Preeclampsia increases risk of preterm birth
For the study, the researchers analyzed data from more than 125,000 women who had multiple births in Australia between 1998 and 2015. They paid close attention to four major pregnancy complications that could increase the risk of preterm birth: preeclampsia, stillbirth, low birth weight, and placental abruption.
The study showed that preeclampsia played the biggest role in increasing the risk for preterm birth. For women who delivered preterm as a result of preeclampsia, there was a higher risk for delivering early a second time if preeclampsia returned.
“When both pregnancies were complicated by preeclampsia, the risk of a subsequent preterm birth increased 10-fold after an initial term birth and 17-fold when the first birth was preterm, compared to women who had an uncomplicated first pregnancy,” Dunne said. “This study also found that there was a three-fold higher risk of women experiencing a subsequent case of pre-eclampsia after a preterm birth in the first pregnancy that was not complicated by preeclampsia.”
Preeclampsia not the only pregnancy risk
While preeclampsia was linked with the strongest risk of preterm birth, the researchers also learned that any of the four major pregnancy complications may contribute to early deliveries.

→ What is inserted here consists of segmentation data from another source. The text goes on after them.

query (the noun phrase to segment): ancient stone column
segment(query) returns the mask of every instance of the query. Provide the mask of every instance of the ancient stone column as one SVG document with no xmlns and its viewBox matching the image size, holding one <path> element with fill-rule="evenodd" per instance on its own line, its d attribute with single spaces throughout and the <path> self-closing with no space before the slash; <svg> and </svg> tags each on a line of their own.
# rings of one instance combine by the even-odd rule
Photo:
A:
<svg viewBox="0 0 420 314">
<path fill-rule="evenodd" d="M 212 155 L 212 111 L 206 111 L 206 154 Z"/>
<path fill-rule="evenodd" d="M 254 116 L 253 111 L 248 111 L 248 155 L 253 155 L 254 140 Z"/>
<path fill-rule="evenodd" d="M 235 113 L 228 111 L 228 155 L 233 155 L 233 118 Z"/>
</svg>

“Having any of the four complications in their first pregnancy puts women at an increased risk of a preterm birth in their next pregnancy, regardless of whether that first birth ended at full term or preterm,” said Dunne. “Likewise, women whose first pregnancy ended in preterm delivery were at an increased risk for each pregnancy complication in the second pregnancy.”
Moving forward, the researchers hope more work is done in this area to better understand women’s health risks during pregnancy and delivery.
“The findings of this study will help clinicians to better identify women who are at an increased risk of either a preterm birth or complications in their subsequent pregnancies,” Dunne said. “Further research is now needed to reveal the specific pathways that explain these strong links between pregnancy complications and preterm births, whether they be genetic, pathological, and behavioral or recurrent issues.”